Minorities in southern areas who are accused and convicted of a crime are more highly exposed to unfair trials compared to other individuals. Even though the right to a public attorney is granted with the intention of an equal judicial system, in reality, that is just not the case. Dobie Williams could not afford a private attorney who had experience with the death penalty, resulting in him being unable to receive the proper defense that he deserved due to the inept, overworked, and underpaid public defender that he received. Dobie was unable to defend himself due to his below 70 IQ. With all of the facts in place, was the judicial system in the case of Dobie Williams all that just when there have been numerous accounts of accused inmates being exonerated due to a flaw in the system?
Those Minnesota kids would have been better off being caught with drugs than being accused of gang-raping a young, white woman in Madison, Wisconsin, Woodard said.The fact that the kids were black and sports figures probably prejudiced some of the public.Stephen Hurley, who represented Williams, said.A young, black athlete is an easy target.
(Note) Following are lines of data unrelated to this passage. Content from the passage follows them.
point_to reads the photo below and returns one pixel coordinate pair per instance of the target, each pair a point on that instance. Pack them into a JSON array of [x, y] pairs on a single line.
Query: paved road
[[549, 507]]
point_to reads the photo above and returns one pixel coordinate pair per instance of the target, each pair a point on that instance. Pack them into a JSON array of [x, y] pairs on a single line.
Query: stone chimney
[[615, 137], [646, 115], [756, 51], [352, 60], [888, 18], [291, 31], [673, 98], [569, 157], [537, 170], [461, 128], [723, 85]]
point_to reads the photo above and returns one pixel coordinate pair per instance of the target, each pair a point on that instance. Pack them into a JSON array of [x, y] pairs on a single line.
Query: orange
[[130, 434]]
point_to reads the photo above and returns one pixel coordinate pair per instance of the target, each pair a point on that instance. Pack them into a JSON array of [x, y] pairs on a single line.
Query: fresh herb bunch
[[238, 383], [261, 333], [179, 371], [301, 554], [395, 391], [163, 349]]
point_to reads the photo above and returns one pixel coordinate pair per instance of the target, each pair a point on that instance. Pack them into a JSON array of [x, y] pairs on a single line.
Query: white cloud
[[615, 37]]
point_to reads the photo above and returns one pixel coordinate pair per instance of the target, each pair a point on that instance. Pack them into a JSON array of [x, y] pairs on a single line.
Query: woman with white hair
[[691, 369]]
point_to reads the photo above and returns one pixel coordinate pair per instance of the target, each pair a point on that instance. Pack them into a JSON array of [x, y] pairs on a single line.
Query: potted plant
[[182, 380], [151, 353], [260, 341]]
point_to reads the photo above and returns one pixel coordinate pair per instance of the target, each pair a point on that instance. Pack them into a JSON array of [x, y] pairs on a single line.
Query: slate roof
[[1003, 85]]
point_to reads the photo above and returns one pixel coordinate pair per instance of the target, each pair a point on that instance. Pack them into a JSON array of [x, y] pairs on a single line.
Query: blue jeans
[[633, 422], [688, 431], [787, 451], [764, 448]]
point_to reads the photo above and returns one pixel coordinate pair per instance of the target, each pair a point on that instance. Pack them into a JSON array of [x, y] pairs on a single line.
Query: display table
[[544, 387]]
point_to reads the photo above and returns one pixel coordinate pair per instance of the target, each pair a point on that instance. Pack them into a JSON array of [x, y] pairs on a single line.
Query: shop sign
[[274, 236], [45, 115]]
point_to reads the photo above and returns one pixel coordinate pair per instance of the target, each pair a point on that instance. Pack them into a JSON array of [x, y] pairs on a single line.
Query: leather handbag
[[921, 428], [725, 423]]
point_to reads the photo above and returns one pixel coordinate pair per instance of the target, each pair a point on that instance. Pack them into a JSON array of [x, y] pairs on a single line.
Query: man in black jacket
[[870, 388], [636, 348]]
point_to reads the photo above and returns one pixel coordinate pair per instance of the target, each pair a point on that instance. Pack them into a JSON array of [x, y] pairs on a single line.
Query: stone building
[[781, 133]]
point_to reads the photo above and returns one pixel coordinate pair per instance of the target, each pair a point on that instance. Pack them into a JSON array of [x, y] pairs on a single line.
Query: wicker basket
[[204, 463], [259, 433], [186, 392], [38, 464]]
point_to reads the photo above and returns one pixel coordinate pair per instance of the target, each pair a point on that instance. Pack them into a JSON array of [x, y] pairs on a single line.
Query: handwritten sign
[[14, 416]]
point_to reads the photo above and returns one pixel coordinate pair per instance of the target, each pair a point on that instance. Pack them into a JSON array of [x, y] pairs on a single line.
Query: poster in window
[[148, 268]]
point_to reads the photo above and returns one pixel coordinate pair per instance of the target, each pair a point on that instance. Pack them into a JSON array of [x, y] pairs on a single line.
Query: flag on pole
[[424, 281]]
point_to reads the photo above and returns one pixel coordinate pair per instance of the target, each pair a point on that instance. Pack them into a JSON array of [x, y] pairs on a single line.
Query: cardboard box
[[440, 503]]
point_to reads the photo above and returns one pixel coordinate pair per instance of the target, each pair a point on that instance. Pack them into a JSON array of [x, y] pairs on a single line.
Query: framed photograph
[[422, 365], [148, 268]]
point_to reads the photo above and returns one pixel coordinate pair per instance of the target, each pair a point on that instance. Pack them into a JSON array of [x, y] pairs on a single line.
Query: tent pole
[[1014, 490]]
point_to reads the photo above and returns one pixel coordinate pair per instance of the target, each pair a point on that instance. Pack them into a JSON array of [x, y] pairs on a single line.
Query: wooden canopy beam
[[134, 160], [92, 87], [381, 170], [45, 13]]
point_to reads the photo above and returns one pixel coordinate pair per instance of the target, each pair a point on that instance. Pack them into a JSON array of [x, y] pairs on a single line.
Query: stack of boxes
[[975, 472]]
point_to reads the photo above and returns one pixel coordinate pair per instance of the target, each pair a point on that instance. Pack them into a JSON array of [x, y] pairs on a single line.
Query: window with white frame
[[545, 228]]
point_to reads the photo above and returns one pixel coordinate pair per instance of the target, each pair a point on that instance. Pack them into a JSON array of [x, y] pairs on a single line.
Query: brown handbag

Had those boys looked like Robert Redford, perhaps the white public would have reacted differently.
Interesting article, it is yet another, unfair and and unjust court case that was decided based on race and prejudice. I feel most of the problem is in the small town where the crime was committed, the all white jury, and unequal representation for something as serious as this. I did like some of the images used as it showed the relationship between the people in the article. I did also feel there was instances of repetition of the same though, which would make it flow a little better. Overall, good article, and good case to examine.
I do not agree that the continuing emphasis of the fact that Dobie Williams had a public defender as a possible link to his proposed innocents. Taking a hit at the lawyer being “incompetent, overworked, and underpaid” is not a reliable nor a measurable description; and cannot therefore be a factor in any defendant’s guilt or innocence. Prior to Atkins v. Virginia, there was no precedence for the treatment of those mentally handicapped facing capital punishments. Therefore, at the time, prosecutors where within their rights and practices to proceed as they did. The lens of history is always 20/20 vision. Additionally, race shouldn’t factor into a man’s presumed innocence any more than it can factor into a man’s presumed guilt. One cannot scientifically determine the process was unfair because he was a racial minority. Having other men exonerated from death row, but giving no additional information on the circumstances, cannot be used to further persuade that any one person on death row was also wrongly convicted.